I suggest adding numeric or alphabetic values to your options, and instruct the user to select option “1, 2, 3” or “A, B, C” instead of the full option name. It’s easier to code in the logic on the custom skill-side to tie in the context: “If the user says 2, then give them the 2nd article that was presented to them in the API”. This way you can skirt around and include full (and bounded) context into your voice models.
Another potential solution if your option themselves are quite long is the “One option at a time” flow mentioned previously:
This method achieves the same end result, but the experience has better flow and is simpler for the user to understand.

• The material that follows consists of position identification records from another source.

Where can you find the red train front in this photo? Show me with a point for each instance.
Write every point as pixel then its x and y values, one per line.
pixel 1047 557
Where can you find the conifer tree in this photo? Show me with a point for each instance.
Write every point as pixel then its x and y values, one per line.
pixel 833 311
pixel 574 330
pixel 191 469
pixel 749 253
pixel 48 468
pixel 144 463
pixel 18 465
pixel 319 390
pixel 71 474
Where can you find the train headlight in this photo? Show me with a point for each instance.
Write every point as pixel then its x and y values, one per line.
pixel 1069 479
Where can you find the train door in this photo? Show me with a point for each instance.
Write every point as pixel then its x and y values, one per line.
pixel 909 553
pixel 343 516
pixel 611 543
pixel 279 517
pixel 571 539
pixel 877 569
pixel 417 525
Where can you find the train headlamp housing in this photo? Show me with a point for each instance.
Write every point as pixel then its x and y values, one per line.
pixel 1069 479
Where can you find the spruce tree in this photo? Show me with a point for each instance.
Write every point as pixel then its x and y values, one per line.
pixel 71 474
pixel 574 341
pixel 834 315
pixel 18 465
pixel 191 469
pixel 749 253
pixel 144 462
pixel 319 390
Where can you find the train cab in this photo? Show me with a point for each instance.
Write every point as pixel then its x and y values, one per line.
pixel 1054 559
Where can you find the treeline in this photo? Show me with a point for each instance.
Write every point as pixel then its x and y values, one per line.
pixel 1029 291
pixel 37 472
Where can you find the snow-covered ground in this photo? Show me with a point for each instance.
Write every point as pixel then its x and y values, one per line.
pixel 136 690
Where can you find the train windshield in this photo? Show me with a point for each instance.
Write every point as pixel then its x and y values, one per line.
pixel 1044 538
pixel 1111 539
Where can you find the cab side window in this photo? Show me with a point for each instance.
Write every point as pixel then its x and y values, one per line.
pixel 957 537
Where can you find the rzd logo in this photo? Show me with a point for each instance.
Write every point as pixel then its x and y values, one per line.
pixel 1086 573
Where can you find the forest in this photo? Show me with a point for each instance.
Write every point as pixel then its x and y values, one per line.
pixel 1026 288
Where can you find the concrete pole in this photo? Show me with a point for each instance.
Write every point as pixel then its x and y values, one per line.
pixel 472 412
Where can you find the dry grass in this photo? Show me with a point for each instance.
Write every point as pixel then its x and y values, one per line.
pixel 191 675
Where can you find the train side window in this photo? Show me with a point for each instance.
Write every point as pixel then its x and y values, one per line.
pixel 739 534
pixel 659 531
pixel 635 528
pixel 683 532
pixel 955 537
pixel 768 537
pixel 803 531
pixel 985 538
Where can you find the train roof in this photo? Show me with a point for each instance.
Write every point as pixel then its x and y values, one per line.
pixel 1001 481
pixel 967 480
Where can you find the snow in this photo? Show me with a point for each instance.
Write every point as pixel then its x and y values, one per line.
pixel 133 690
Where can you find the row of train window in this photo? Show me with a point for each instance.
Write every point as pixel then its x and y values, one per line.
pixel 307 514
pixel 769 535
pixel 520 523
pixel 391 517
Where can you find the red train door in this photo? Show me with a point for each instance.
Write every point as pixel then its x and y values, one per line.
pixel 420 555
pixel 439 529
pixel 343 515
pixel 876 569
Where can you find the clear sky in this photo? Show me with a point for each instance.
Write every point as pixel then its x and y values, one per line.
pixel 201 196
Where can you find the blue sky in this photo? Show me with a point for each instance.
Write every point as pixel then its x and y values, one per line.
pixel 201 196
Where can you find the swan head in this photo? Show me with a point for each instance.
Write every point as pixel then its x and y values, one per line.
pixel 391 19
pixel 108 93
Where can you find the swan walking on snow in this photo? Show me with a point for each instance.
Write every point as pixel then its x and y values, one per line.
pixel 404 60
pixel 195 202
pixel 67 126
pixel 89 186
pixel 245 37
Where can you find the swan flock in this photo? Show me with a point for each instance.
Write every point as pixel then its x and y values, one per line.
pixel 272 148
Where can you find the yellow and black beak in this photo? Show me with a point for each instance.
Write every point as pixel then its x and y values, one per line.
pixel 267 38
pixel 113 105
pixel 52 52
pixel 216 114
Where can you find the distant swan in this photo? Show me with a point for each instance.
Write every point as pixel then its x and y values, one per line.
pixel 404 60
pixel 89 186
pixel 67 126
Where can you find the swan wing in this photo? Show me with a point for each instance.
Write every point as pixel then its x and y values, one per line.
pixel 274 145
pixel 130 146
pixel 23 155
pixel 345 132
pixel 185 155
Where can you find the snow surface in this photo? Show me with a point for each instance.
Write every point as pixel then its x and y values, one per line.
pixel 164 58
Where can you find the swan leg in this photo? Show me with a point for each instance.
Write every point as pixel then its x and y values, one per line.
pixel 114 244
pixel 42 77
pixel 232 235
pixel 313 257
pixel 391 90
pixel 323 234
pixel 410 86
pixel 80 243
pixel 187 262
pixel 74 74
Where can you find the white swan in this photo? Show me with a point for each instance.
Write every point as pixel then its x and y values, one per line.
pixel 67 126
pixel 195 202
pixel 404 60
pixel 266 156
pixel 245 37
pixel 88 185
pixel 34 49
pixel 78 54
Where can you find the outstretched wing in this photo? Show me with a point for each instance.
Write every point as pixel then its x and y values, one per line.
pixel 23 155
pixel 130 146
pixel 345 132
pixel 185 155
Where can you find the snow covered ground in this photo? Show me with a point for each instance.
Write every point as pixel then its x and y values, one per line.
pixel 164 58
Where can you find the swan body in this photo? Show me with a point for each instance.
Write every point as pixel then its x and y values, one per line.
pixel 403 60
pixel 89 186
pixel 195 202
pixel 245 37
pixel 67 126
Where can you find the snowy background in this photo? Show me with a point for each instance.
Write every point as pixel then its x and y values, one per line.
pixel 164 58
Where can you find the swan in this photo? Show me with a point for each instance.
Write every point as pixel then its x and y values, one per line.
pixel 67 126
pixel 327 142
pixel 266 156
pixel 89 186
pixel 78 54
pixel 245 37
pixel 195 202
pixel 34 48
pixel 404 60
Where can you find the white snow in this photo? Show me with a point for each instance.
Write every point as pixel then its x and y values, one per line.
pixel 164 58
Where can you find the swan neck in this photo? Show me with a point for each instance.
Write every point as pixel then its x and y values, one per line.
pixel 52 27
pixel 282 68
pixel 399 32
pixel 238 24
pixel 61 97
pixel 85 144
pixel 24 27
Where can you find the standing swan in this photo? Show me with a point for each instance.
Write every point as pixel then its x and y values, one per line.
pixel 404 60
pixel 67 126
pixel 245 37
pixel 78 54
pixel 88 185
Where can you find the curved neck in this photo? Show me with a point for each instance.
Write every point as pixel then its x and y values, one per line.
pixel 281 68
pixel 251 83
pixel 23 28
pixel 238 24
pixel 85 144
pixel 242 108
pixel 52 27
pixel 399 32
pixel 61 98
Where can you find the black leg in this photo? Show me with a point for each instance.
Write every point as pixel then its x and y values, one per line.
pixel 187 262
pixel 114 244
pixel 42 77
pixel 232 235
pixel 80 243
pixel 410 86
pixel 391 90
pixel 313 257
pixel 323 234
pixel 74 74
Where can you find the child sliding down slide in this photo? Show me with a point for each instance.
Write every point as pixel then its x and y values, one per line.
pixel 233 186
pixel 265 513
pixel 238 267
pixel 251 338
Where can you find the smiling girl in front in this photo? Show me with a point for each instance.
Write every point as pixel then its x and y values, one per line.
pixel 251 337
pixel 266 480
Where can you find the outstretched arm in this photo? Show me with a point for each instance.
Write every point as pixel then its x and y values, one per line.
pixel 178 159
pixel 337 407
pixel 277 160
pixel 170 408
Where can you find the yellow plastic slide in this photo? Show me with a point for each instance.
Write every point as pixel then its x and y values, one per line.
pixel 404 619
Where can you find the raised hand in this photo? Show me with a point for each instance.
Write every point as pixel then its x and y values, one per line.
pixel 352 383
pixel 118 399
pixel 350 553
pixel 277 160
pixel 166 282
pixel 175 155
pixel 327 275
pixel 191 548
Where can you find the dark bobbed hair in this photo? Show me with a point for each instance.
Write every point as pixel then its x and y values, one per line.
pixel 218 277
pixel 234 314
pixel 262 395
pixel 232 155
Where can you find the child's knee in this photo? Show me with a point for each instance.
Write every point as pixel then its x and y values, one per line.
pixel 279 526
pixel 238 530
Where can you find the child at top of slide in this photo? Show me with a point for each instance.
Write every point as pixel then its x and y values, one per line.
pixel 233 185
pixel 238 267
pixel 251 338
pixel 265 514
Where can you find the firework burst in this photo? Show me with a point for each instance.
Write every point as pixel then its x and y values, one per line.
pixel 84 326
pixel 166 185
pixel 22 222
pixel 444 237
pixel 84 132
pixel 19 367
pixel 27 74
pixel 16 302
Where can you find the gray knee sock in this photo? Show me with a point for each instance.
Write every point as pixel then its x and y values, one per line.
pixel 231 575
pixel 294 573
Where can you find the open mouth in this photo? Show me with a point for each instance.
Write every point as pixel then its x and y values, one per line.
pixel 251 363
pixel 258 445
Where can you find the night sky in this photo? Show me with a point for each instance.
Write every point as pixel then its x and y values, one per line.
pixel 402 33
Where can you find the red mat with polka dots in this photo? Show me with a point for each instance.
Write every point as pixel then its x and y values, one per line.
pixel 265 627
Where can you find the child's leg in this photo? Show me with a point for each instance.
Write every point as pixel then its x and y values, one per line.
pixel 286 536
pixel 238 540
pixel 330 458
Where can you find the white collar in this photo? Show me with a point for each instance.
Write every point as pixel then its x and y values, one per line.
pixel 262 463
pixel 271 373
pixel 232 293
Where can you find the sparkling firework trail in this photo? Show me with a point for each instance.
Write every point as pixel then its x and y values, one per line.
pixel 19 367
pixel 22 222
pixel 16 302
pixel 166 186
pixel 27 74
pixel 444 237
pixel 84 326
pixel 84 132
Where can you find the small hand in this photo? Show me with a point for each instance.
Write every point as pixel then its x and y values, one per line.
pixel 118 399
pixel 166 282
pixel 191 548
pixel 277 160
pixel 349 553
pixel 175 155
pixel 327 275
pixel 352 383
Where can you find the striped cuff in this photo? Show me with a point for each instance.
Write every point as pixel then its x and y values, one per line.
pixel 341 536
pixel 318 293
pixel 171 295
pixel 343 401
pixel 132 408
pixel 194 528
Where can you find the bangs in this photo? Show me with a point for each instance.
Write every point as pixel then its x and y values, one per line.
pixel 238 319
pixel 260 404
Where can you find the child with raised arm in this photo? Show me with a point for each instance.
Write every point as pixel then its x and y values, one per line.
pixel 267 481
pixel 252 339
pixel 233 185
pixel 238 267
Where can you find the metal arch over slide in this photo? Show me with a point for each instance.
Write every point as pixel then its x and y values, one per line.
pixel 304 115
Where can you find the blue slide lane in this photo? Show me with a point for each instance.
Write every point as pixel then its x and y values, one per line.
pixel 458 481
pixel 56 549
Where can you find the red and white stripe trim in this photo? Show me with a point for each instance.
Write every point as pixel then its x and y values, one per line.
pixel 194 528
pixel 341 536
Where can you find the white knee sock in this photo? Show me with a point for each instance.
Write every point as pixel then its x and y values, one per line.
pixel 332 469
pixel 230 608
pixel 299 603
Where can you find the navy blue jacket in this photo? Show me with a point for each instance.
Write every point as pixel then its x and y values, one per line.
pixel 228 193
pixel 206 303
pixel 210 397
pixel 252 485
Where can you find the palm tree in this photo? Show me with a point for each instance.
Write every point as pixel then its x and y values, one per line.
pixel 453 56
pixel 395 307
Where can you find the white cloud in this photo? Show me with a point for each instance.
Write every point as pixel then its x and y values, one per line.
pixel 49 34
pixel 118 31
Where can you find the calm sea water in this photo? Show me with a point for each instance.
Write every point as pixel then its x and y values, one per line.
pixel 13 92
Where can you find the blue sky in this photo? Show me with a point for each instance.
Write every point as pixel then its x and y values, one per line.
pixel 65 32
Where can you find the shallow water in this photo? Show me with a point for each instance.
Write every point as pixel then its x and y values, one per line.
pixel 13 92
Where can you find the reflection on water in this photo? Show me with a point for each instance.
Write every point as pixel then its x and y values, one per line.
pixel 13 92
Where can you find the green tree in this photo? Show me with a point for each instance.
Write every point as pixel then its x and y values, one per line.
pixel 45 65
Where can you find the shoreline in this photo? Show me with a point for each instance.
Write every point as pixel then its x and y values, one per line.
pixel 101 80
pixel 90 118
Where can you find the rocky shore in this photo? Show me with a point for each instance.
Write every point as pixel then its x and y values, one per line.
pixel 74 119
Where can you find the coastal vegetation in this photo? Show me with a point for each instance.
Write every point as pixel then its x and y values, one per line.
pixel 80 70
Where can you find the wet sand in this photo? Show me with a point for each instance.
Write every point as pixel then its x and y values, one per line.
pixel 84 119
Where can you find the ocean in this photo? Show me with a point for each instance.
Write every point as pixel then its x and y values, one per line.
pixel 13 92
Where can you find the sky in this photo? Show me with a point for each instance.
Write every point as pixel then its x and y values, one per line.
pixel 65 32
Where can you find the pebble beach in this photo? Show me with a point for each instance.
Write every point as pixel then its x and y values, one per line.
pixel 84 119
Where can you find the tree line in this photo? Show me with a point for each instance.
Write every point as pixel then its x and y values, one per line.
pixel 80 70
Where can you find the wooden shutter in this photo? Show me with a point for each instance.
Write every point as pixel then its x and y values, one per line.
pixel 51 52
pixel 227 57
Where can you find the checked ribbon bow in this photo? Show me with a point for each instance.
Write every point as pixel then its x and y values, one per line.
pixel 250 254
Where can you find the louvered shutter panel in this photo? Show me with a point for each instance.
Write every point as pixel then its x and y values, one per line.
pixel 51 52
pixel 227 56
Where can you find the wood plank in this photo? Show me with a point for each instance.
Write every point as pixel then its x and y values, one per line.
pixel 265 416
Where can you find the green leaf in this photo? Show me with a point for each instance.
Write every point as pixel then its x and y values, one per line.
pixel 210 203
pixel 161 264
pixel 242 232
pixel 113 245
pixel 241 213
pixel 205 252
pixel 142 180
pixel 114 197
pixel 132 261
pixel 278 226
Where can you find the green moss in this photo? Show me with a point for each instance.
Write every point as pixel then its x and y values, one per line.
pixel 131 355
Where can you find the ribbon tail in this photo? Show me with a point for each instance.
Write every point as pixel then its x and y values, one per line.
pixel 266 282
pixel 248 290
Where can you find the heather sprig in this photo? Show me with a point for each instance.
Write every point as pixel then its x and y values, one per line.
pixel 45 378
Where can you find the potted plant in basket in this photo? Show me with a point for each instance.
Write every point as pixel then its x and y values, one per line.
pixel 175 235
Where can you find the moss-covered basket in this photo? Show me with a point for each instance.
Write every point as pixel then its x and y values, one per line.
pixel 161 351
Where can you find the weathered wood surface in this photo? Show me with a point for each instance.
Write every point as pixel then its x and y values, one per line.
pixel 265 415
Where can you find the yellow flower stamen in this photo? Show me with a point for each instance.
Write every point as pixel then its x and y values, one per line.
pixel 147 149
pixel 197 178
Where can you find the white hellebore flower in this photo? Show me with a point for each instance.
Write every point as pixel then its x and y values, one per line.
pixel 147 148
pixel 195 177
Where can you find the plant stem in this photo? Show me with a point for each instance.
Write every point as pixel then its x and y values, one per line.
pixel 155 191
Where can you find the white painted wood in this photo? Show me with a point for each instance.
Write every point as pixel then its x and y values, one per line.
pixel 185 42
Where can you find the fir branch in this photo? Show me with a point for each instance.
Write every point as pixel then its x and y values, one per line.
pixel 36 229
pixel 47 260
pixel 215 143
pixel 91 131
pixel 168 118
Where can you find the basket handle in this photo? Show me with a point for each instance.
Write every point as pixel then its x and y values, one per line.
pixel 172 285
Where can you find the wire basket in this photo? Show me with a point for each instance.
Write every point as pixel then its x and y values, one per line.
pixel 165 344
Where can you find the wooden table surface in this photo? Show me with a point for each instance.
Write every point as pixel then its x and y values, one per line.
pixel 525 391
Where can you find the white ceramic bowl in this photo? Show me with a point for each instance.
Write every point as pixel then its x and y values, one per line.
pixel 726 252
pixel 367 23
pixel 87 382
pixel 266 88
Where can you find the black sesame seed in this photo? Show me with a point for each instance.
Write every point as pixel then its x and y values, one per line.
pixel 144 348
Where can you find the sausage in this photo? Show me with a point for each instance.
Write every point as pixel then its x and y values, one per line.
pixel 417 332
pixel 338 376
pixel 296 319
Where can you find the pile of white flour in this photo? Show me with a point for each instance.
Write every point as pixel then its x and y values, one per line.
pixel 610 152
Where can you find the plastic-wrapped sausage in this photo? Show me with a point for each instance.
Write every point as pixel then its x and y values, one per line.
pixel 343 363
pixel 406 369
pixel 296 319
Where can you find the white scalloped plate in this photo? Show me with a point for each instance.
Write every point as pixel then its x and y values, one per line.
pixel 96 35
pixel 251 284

When it comes to delivery, the goal is to find best balance between how much information the voice assistant delivers to the user, and how much time the delivery of information takes for your given use-case. Use the methods described above to break down the options into sets and/or sessions. For selection, be mindful of the platform limitations. Ensure users can effectively select the option they intended to make while ensuring the platform understood that selection. Good luck!
Leo Lee is a product manager at TribalScale equipped with an engineering background. He has over 5 years of experience working with fortune 500 companies, developing and building the strategy of their mobile, web and emerging tech products that are touched by millions of users. Quickly, he has become a voice technology expert on VUI design and development through his work on TribalScale’s Alexa and Google Action projects with major sports associations and media companies.